¿De dónde han salido esos niñatos acampados en el centro de Barcelona?

En su mayoría son hijos de papá (aunque cabe que alguno no lo sea). Se diría que burgueses de casa bien, pero sus aspiraciones no son burguesas, sino pequeñoburguesas. Son los pijoflautas. Anuncian que van a hacer la revolución y que ésta triunfará, sin lugar a dudas. Pero, por si no triunfa, no descuidan el expediente académico que les permita disponer de un buen curriculum. En las oposiciones a la Generalitat, haber dormido al raso algunos días acabará siendo un mérito. Si se han tirado piedras y quemado contenedores, preferentemente sin riesgo a ser detenido, entonces la cosa va para nota y se puede aspirar a director general o consejero. Si Puigdemont y Torra han llegado a presidente, las aspiraciones de cualquiera dejan de tener límite.

Son estudiantes de día, de noche y a la hora de la siesta. Nada que ver con los hijos de los obreros del pasado que compaginaban los estudios con algún trabajillo, casi siempre a jornada completa, que medias jornadas no se estilaban. No. Ellos conocen bien el paño: quizás no sepan demasiadas cosas, pero desde pequeños han aprendido a superar exámenes. En eso son buenos, de ahí que pidan un examen único y saltarse todo el trabajo intermedio que no pueden hacer porque están entregados a vivir como revolucionarios de salón y mesa camilla. Por eso los rectores, que ya son funcionarios, apoyan a sus futuros colegas. Por eso y porque el poder cercano lo ve con buenos ojos.

Y ahí están las universidades catalanas reconociendo el esfuerzo de sus retoños en destrozar Barcelona (con la anuencia de Ada Colau y el aplauso de Quim Torra).

Esos chavales acampados en la plaza de la Universitat, en Barcelona, los que cortan el tráfico en Gran Vía, Meridiana y Diagonal, estudian en universidades serias, donde dan clase profesores que pueden aspirar a ocupar un alto cargo del gobierno preferentemente autonómico o municipal.

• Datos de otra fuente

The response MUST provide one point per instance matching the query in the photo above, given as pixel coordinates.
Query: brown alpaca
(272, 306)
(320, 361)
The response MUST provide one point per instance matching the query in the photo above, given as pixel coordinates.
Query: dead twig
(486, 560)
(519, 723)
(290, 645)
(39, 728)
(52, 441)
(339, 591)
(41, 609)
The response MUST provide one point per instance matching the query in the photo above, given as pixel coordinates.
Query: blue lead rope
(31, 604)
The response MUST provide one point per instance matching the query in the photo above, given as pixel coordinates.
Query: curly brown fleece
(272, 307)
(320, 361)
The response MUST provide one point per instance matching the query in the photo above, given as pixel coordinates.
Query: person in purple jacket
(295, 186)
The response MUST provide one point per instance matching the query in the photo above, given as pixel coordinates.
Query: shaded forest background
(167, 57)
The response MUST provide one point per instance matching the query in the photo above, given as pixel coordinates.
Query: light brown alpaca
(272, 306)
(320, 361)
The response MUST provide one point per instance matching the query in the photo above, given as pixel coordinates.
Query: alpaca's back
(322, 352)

No todos los profesores universitarios son iguales. Algunos han decidido plantar cara al poder más cercano (el de los alborotadores que amenazan, apoyados por la Generalitat) y defender el derecho de quienes, por no tener un papá rico, desean estudiar para abrirse camino en el futuro o por pura voluntad de conocimiento. Pero lo que importa es ver la reacción de los que llevan birrete de rector y cosas similares, manifestándose contra la sentencia del Supremo y favor del amarillismo dominante.

Estos rectores son gente seria, dedicada a la química, la matemática, la biología, la ingeniería. Salvo Jaume Casals, rector de la Pompeu Fabra, que se dedica a la filosofía y publica regularmente, científicos rigurosos de obra no siempre reconocida, a veces porque ni siquiera es conocida. Tal vez les ocurra como aquellos científicos de los que hablaba Bertrand Russell: son minuciosos y precisos en el laboratorio, pero olvidan toda precaución cuando se lanzan a hablar de fútbol, religión o, claro, política.

Algunos han explicado en sesudos artículos que la función de la universidad es universalista y, por lo tanto, nada queda fuera de su alcance. Ninguno ha recordado que, si en las universidades hay algún tipo de saber, no lo tienen los alumnos sino los profesores (o mal vamos). Ninguno ha recordado a esos alumnos que los derechos son universales: no sólo afectan a quienes acampan y queman Barcelona, también al resto de los barceloneses.

Es curioso echar un vistazo a la valoración que reciben las universidades de Barcelona y sus alrededores en el ámbito internacional. La clasificación más aceptada, la de Shanghai, sitúa a la UB en el puesto 151; la Autónoma, más allá del 200; la Pompeu, por debajo del 300; la UPC, no llega al 600. Fuera de Barcelona, las de Girona y Lleida se hallan situadas entre el 700 y el 800, en la honrosa compañía de la Rey Juan Carlos (donde obtienen sus títulos Cristina Cifuentes y gente así).

Esos pijoflautas que okupan Barcelona están, en realidad, haciendo un máster en quema de contenedores, cortes de trenes y carreteras e imposición de las creencias propias. Y exigen la vía de Pablo Casado: que ni siquiera haya que ir a clase. En Barcelona, se puede.